Thank you. That's very helpful. Just a few a few quick ones and I will let others step in as well. You mentioned O-U.S. investments. Kevin I'm wondering is we model out over a longer period of time, when should we start to see some contribution from the international markets? And in what form will that be, will it be a similar model to the United States or is it too early to give us anything on that front.
And then Matt for you gave some general color on unit and growth contribution – unit sorry and ASP contribution to growth in the quarter. Is it dissimilar in any way to sort of the trends we’ve seen in recent quarters and recent years? And if so could you give us a little bit more color on that front too? Thanks a lot.
Okay, I'll take the first one on international and I will pass it to Matt and he can talk about your second question. Jason I think it's too early for us to give any color on international market’s timing, costs, volume impact and so forth. I think it's way out in the future for us. And I just caution you to think about a large U.S. market that’s got 4.5 million tests in it that we’re very, very aggressively going after. As we said in the prepared remarks we’re planning for the longer term in some of these investments, new products, new indications and new geographies. Nothing to be pursued or nothing to be measured in the short term for us here over the next couple of years. I wouldn't do that.
And on volume.
Yes Jason on the other one, yes that’s – I don't think I mentioned that specifically in the call today but I think historically we have indicated that our growth overall is typically, is predominantly volume-driven. And I think we have been specific around 80%, 20%; 80% volume and 20% price. And our expectation remains that again as we mentioned in the past that in the next year 18 months we expect it to remain in that 80%, 20% sort of round.

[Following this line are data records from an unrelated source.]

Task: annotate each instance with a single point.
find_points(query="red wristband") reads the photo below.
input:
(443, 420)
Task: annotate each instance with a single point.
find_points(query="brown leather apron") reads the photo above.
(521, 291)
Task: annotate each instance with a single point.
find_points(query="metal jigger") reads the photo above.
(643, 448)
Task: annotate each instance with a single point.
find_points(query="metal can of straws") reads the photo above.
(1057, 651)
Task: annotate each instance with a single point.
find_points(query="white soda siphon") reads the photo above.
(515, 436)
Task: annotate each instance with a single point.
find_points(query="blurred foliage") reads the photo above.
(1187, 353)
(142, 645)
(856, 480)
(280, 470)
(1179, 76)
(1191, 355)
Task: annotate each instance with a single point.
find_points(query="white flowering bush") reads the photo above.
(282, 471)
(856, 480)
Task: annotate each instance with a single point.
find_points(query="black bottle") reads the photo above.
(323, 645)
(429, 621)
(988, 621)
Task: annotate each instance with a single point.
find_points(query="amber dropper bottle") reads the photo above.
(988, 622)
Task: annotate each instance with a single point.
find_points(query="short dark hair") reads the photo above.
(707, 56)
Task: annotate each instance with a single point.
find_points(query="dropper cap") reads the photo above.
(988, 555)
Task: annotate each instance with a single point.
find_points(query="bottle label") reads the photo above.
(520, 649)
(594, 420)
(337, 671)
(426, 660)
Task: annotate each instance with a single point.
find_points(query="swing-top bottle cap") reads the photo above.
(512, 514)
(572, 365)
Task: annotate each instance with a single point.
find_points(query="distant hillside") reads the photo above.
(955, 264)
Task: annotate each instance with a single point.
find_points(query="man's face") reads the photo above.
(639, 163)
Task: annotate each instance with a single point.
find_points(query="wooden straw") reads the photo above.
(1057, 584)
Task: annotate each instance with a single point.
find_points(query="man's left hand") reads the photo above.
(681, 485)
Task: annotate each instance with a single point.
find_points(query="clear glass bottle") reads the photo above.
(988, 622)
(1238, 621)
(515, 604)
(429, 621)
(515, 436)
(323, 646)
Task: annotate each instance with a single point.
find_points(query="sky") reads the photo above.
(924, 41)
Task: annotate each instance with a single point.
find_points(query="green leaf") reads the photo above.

Thank you guys, congrats again.
Thank you. I'm showing no further questions at this time, I'd like to turn the call back to Mr. Kevin King for any closing remarks.
Well thank you. Thank you all for joining us today on the call. We truly appreciate your interest in iRhythm. We look forward to keeping you informed about our progress on our next update. And operator we can end the call here. Thanks very much everyone.
Ladies and gentlemen, thank you for participating in today's conference. This concludes today's program you may all disconnect. Everyone, have a great day.